The authors say: “Our chart review shows clear gaps in the current approach to advance care planning, goals of care and palliative care discussions in patients living with MSA, at least at our centre. Important advance care planning and end-of-life discussions took place very late in the disease trajectory and often at a time when the affected person was no longer able to participate. While our study is limited to a retrospective review of charts at a single centre, it nonetheless shows significant gaps in the provision of care.”
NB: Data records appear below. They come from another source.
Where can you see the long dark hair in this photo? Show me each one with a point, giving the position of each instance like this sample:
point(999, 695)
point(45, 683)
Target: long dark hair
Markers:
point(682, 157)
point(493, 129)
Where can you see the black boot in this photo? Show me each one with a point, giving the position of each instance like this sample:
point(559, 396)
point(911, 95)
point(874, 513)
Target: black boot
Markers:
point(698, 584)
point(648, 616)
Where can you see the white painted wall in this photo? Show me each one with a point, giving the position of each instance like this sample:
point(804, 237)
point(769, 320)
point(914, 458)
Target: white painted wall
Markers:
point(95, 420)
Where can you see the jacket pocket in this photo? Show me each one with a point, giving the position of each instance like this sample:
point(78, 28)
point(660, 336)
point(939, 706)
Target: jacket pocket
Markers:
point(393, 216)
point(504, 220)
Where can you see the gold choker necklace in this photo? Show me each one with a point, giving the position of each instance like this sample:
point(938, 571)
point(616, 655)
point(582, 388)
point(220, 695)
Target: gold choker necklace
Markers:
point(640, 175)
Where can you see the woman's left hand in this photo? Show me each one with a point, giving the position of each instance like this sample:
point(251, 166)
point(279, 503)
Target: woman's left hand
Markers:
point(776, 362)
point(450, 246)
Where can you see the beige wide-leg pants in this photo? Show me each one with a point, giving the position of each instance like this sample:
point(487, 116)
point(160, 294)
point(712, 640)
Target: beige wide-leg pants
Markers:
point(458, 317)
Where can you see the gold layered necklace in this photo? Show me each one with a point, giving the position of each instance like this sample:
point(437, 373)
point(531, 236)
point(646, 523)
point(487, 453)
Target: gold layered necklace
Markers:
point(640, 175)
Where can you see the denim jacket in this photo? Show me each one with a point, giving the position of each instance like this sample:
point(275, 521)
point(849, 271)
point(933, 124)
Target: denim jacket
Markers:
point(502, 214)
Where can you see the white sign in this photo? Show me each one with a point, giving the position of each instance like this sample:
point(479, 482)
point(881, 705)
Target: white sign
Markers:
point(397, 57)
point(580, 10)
To remedy this situation, the authors propose a framework for palliative care discussions in MSA:
“In the early stages of MSA, it is important to determine who the person with MSA would like to have present for important healthcare discussions in general, and then establish each patient’s readiness to discuss end-of-life decisions. Since diagnosis of MSA is difficult, there may be a period of ambiguity regarding the diagnosis, and the patient might not yet be receptive to hearing about the disease trajectory and his/her prognosis. Nevertheless, even without a determinate diagnosis, identifying personal supports and discussing personal values will help to inform and simplify future discussions regarding end-of-life care, when appropriate. Information regarding diagnosis, expected disease trajectory, symptom management and prognosis should be disclosed to the person with MSA and his/her family or an appointed decision maker, where possible. Physicians should initiate and document the results of important discussions, after assessing the patient’s readiness for such discussions. These include the identification of a substitute decision maker or power of attorney for healthcare, the presence of advance care plans, preferences regarding artificial nutrition and hydration, including their expected benefits or the lack thereof, end-of-life care wishes and preferred place of death. While tracheostomy may extend the length of life, it does not, in our view, extend or improve the quality of life. Therefore, it is important to discuss tracheostomy and to document the patient’s wishes surrounding tracheostomy before an unexpected emergent event.”
The authors expect the neurologist to be active participants in the palliative care process. Neurologists can also make referrals to more specialized palliative care services.
“For some people, a referral [to palliative care] at the time of diagnosis might be appropriate, whereas for other people it may be more appropriate to initiate a referral once further severe symptoms develop, including dysphagia, stridor, sleep-disordered breathing, severe orthostatic blood pressure changes, increasing falls or other symptoms of distress.”